Homes with EPC ratings of D and E offer the highest yields in England and Wales, at 6.7pc and 7pc respectively, according to Hamptons estate agents.
The lowest yields are for homes with the highest ratings. A-rated properties have yields of 5.5pc, while B and C-rated properties offer investors 6.6pc and 6.7pc respectively.
David Fell, of Hamptons, says a lot of terraces across Northern England that offer yields of 8pc or more are rated D or E, with “fairly limited ability to improve them”.
“The requirement to spend £10,000 to achieve a C here will make things particularly difficult because £10,000 is often 10-15pc of their value,” he says. “Ultimately this will make things pretty tricky for new landlords given the importance of yield at higher interest rates.”
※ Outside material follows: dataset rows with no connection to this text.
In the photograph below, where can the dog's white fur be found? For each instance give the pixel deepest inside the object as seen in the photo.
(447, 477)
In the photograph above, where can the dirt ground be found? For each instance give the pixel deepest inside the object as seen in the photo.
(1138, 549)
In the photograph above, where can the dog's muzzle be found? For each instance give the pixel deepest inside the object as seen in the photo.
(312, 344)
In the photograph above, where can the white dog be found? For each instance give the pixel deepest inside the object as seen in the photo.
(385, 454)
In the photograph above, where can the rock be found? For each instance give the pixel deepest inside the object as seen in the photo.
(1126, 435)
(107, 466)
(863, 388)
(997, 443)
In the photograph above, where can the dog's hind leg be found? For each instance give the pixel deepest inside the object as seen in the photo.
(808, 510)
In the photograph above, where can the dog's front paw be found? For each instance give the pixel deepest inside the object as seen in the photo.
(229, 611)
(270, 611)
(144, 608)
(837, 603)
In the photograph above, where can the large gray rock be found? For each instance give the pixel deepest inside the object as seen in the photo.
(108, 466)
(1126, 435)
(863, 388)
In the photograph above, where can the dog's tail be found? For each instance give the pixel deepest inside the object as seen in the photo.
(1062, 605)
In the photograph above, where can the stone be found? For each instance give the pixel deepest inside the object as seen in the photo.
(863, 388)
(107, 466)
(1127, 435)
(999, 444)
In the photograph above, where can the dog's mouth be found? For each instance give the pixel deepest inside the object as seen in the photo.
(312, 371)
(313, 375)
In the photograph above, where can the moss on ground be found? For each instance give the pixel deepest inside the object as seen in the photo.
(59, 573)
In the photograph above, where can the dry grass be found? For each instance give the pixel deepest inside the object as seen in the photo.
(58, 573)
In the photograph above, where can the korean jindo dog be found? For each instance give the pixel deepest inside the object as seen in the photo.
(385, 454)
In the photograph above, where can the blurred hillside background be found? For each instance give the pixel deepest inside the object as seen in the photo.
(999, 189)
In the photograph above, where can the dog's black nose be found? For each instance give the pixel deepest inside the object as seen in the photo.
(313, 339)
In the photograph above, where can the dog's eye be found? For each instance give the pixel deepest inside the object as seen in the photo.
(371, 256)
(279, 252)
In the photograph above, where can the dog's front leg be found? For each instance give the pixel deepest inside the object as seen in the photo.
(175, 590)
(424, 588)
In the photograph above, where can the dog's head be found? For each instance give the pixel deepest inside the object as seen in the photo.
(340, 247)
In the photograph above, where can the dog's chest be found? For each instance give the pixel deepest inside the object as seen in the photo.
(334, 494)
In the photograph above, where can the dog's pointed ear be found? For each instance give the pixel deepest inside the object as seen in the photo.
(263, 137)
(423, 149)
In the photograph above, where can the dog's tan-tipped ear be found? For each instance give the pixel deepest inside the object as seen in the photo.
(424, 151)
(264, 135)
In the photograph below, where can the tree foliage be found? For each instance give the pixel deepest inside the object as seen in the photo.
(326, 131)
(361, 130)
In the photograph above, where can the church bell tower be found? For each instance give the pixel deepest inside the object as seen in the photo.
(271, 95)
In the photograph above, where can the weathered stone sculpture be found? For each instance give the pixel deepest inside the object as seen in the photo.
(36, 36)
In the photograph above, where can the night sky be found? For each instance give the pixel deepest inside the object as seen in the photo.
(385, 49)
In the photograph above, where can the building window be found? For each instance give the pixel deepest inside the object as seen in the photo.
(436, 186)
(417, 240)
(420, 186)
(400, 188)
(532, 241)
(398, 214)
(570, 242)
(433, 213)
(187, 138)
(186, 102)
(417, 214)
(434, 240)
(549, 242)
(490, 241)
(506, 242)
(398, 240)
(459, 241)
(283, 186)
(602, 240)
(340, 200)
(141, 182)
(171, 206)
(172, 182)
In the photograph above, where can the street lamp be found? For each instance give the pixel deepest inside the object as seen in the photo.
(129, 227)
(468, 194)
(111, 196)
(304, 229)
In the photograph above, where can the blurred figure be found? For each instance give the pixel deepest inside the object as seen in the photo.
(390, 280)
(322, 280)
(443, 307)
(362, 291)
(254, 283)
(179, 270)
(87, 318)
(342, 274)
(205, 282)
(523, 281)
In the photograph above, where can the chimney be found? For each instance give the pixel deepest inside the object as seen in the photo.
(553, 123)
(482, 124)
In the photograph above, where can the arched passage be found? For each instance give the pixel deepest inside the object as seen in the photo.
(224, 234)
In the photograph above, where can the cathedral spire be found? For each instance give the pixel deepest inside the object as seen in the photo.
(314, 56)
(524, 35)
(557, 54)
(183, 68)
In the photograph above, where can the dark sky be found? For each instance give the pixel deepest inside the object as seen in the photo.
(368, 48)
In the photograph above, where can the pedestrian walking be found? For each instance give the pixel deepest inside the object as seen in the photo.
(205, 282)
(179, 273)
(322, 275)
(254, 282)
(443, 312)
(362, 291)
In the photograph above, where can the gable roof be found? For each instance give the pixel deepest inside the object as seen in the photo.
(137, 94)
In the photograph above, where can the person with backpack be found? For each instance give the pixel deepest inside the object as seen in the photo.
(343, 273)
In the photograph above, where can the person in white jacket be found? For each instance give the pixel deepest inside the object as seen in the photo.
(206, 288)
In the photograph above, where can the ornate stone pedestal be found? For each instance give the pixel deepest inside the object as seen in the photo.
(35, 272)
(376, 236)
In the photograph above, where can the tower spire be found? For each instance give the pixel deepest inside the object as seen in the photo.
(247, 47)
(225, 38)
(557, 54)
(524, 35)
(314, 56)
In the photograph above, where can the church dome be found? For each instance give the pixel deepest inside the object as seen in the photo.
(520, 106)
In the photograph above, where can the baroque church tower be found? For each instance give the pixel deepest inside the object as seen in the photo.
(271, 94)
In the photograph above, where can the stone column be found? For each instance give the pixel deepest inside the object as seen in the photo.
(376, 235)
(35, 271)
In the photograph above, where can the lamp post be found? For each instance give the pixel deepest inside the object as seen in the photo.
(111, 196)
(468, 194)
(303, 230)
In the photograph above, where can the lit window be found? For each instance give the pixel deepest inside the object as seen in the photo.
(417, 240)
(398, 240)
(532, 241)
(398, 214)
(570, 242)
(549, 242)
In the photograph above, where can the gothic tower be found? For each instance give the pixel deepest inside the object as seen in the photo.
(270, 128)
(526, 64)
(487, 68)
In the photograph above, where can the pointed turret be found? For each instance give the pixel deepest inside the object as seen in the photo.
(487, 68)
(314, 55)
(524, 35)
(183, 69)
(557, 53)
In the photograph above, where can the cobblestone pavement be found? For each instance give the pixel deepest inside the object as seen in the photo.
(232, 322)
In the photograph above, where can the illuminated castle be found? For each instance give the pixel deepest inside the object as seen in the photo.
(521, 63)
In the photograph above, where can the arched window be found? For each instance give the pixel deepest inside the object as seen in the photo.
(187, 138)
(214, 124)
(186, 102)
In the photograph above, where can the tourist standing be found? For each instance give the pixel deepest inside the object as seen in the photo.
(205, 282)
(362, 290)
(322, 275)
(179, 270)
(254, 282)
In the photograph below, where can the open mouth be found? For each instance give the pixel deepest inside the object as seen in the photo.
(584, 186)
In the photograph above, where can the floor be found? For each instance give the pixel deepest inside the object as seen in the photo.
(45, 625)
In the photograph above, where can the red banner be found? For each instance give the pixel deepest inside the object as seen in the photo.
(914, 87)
Many of the lowest rated homes are two-up, two-down terraces in Northern England that sell for less than £100,000. Although they offer high yields, they are typically some of the least energy efficient.
Fell says: “They’re often single skin – with no opportunity to add cavity wall insulation. The cost of energy improvements here is also a much larger chunk of the purchase price than it would be down south.”
Armstrong warns that some landlords would simply be unable to afford the upgrades needed.
“If money stays expensive over the next couple of years and you’re on a variable mortgage rate say at 7.5pc and then you’ve got to spend another five grand to improve the property, it’s an impossible financial situation for a landlord,” he says.
“You think to yourself, ‘I just need to get out of this.’ And that has to at some stage create some sort of crisis for the amount of people that are in private rented accommodation.”
Impact extends to commercial properties
Other property investors are also expected to take a financial hit that will drag down prices in the commercial sector.
New laws that came into force on April 1 ban landlords from renting offices with an energy efficiency rating of E or below.
The minimum E rating that came into force on Saturday has left around 8pc of all commercial stock obsolete, according to BNP Paribas Real Estate.